On 01/19/2014 07:17 PM, George Eleftheriou wrote:
> I have been wondering the same thing for quite some time after
> having read this post (which makes a pretty clear case in favour of
> ECC RAM)...
> 
> hxxp://forums.freenas.org/threads/ecc-vs-non-ecc-ram-and-zfs.15449/
>
>  ... and the ZFS on Linux FAQ 
> hxxp://zfsonlinux.org/faq.html#DoIHaveToUseECCMemory
> 
> Moreover, the ZFS community seem to cite this article quite often: 
> hxxp://research.cs.wisc.edu/adsl/Publications/zfs-corruption-fast10.pdf
>
>  Without having further knowledge on that matter, I tend to
> believe (but I hope I'm wrong) that BTRFS is as vulnerable as ZFS
> to memory errors. Since I upgraded recently, it's a bit too late
> for purchasing ECC-capable infrastructure (change of CPU +
> motherboard + RAM) so I just chose to ignore this risk by
> performing a memtest86 right before every scrub (and having my
> regular backups ready). I've been using ZFS on Linux for almost 5
> months (having occasional issues with kernel updates) until last
> week that I finally switched to BTRFS and I'm happy.

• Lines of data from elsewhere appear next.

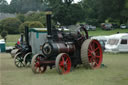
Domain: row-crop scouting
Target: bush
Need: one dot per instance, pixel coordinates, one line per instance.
(35, 16)
(11, 25)
(34, 24)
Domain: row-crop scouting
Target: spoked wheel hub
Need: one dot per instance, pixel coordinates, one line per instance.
(18, 60)
(63, 63)
(91, 54)
(36, 67)
(27, 59)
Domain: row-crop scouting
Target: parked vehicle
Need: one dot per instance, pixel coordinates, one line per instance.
(117, 43)
(102, 40)
(90, 27)
(64, 50)
(106, 26)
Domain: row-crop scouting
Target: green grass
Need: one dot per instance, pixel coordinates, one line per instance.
(116, 73)
(12, 39)
(104, 32)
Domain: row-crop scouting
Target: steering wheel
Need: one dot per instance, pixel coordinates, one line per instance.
(83, 33)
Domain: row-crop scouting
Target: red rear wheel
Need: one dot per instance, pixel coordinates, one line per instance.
(91, 54)
(63, 63)
(36, 67)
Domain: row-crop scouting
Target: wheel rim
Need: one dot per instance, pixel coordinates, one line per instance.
(37, 68)
(65, 64)
(95, 54)
(19, 60)
(27, 59)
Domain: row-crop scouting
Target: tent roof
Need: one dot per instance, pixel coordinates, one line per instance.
(119, 36)
(43, 30)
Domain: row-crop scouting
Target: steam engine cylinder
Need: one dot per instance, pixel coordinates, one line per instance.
(52, 49)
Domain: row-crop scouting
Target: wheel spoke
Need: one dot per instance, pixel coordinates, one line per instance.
(96, 49)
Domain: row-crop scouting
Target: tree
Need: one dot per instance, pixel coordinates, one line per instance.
(15, 6)
(4, 34)
(3, 6)
(11, 25)
(30, 24)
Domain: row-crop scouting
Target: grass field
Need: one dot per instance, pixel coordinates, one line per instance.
(116, 73)
(11, 39)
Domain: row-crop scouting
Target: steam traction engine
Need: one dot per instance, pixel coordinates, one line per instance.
(66, 49)
(24, 50)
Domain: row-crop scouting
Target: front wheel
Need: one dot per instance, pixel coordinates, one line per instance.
(91, 54)
(18, 60)
(35, 64)
(63, 63)
(27, 59)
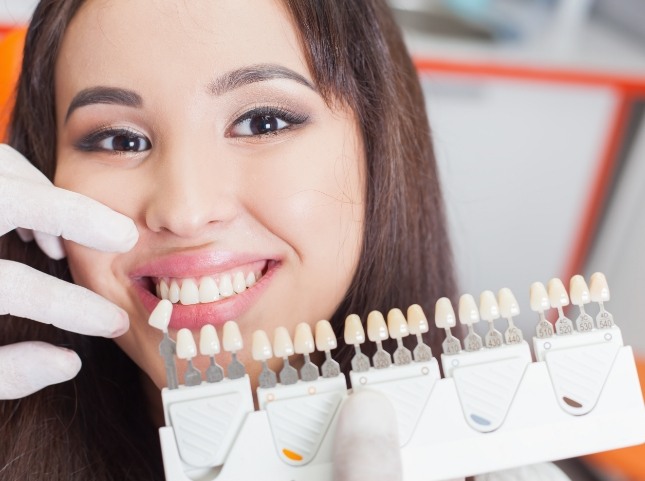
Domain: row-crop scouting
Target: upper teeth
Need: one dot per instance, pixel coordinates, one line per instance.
(206, 289)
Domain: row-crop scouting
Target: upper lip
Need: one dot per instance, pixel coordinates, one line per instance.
(184, 265)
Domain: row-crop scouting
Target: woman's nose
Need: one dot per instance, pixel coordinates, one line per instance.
(191, 195)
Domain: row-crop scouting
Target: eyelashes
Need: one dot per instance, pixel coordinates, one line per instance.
(259, 123)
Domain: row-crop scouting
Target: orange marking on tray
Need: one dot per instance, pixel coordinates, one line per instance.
(291, 455)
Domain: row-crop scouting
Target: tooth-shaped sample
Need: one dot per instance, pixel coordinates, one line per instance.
(325, 342)
(444, 318)
(239, 283)
(303, 342)
(233, 343)
(558, 298)
(283, 347)
(469, 315)
(160, 315)
(489, 311)
(354, 335)
(539, 300)
(600, 294)
(209, 346)
(261, 346)
(226, 286)
(418, 325)
(580, 295)
(398, 329)
(509, 308)
(377, 333)
(189, 293)
(262, 352)
(163, 289)
(187, 349)
(159, 319)
(208, 291)
(209, 341)
(173, 292)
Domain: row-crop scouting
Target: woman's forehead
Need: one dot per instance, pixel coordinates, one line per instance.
(182, 42)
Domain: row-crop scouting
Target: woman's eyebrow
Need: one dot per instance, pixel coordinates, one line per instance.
(254, 73)
(104, 95)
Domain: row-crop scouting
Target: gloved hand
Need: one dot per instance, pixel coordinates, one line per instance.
(367, 440)
(30, 202)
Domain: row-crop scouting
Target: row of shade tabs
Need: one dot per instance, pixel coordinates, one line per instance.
(397, 326)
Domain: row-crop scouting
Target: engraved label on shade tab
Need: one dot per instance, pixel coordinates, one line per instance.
(418, 325)
(539, 300)
(398, 329)
(558, 298)
(509, 308)
(600, 294)
(262, 352)
(468, 316)
(580, 295)
(354, 335)
(444, 318)
(233, 344)
(377, 333)
(159, 319)
(489, 311)
(187, 349)
(209, 346)
(304, 344)
(325, 342)
(283, 347)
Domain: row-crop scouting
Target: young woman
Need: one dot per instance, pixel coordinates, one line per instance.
(278, 150)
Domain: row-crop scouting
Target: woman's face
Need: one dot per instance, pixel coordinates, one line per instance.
(200, 121)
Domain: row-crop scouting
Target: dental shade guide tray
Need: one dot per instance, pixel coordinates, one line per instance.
(494, 409)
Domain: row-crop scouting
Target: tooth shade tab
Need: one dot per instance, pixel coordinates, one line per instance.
(208, 290)
(160, 315)
(376, 327)
(208, 341)
(186, 347)
(468, 311)
(282, 344)
(539, 298)
(261, 346)
(232, 337)
(325, 337)
(579, 291)
(444, 314)
(354, 333)
(599, 287)
(558, 296)
(508, 306)
(396, 324)
(488, 307)
(417, 320)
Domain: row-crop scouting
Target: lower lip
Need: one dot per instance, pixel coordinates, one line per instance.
(216, 313)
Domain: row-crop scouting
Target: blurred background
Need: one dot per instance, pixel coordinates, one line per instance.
(536, 108)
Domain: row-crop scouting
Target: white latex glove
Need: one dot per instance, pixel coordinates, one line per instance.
(30, 202)
(367, 440)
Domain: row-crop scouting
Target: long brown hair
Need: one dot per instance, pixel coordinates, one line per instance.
(96, 427)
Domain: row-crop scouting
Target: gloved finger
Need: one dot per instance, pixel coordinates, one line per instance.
(29, 200)
(26, 235)
(50, 245)
(26, 292)
(27, 367)
(366, 444)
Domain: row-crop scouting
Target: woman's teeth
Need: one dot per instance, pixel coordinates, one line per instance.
(207, 289)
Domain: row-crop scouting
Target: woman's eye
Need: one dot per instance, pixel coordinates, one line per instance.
(263, 122)
(119, 140)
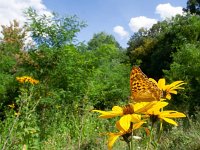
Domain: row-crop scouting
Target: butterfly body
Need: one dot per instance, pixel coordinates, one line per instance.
(142, 89)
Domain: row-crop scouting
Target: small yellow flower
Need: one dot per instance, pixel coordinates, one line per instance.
(12, 106)
(124, 128)
(168, 89)
(128, 109)
(27, 79)
(155, 114)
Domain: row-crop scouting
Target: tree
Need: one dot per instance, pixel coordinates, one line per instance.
(52, 30)
(153, 48)
(193, 7)
(185, 66)
(100, 39)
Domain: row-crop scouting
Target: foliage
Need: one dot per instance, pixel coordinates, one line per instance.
(193, 7)
(52, 30)
(157, 44)
(75, 77)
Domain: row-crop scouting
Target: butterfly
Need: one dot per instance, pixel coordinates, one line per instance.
(142, 89)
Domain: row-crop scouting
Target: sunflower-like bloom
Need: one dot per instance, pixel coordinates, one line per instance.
(129, 114)
(155, 114)
(27, 79)
(169, 88)
(126, 110)
(125, 128)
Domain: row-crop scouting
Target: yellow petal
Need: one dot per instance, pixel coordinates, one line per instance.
(138, 125)
(157, 106)
(170, 121)
(124, 122)
(172, 114)
(112, 138)
(179, 83)
(161, 84)
(152, 80)
(116, 111)
(168, 96)
(135, 118)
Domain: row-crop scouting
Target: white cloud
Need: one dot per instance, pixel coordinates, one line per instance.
(121, 32)
(13, 9)
(141, 22)
(167, 10)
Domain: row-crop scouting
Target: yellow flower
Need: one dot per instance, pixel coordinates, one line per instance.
(12, 106)
(168, 89)
(155, 114)
(27, 79)
(125, 128)
(128, 109)
(17, 114)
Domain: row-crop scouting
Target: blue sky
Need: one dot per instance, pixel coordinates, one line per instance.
(120, 18)
(104, 15)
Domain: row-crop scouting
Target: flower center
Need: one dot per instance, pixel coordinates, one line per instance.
(128, 109)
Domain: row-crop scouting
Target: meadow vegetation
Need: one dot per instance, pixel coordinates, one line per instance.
(48, 90)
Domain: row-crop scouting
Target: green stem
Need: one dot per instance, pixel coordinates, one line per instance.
(150, 138)
(131, 140)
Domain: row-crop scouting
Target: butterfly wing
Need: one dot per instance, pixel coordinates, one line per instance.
(143, 90)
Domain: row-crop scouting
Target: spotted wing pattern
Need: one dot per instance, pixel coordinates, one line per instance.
(142, 89)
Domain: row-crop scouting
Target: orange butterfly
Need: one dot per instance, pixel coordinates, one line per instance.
(142, 89)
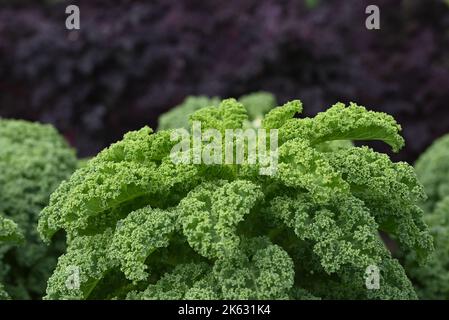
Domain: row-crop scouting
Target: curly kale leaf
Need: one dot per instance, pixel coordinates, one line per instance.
(142, 227)
(34, 159)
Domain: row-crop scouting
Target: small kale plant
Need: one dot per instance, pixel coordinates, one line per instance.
(142, 227)
(34, 159)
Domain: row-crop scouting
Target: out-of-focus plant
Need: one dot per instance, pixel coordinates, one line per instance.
(34, 159)
(9, 234)
(257, 104)
(124, 68)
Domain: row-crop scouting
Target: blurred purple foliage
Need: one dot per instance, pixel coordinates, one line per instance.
(133, 60)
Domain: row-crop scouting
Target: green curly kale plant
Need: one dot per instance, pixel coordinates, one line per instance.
(141, 227)
(34, 159)
(257, 104)
(432, 168)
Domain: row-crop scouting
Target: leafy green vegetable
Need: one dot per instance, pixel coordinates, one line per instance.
(9, 233)
(432, 280)
(34, 159)
(257, 104)
(140, 227)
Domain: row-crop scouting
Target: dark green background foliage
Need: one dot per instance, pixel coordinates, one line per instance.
(34, 159)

AFAIK, ZFS does background data scrubbing without user intervention
(which on a separate note can make it a huge energy hog) to correct
on-disk errors.  For performance reasons though, it has no built-in
check to make sure that there really is an error, it just assumes that
if the checksum is wrong, the data on the disk must be wrong.  This is
fine for enterprise level hardware with ECC RAM, because the disk IS
more likely to be wrong in that case than the RAM is.  This assumption
falls apart though on commodity hardware (ie, no ECC RAM), hence the
warnings about using ZFS without ECC RAM.

BTRFS however works differently, it only scrubs data when you tell it
to.  If it encounters a checksum or read error on a data block, it
first tries to find another copy of that block elsewhere (usually on
another disk), if it still sees a wrong checksum there, or gets
another read error, or can't find another copy, then it returns a read
error to userspace, usually resulting in the program reading the data
crashing.  In most environments other than HA clustering, this is an
excellent compromise that still protects data integrity.

> As for the reliability of ECC RAM (from what I've read about it)
> it's just that it corrects single-bit errors and it immediately
> halts the system when it finds multi-bit errors.
> 
That is technically only true of server-grade ECC RAM, there are
higher order ECC memory systems that most people don't even know exist
(mostly because they are almost exclusively used in spacecraft,
nuclear reactors, and other high-radiation environments), and those
can correct multi-bit errors.  Statistically speaking though, the
chance with modern memory designs of getting more than one bit wrong
in the same cell is near zero unless the memory is failing, and of
course if the cell is failing, then ECC for that cell probably can't be
trusted either.  The solution to this of course is to replace any module
that has exceeded some percentage of the MTBF (I would usually say 80%,
but I have met people who replace them at 50%).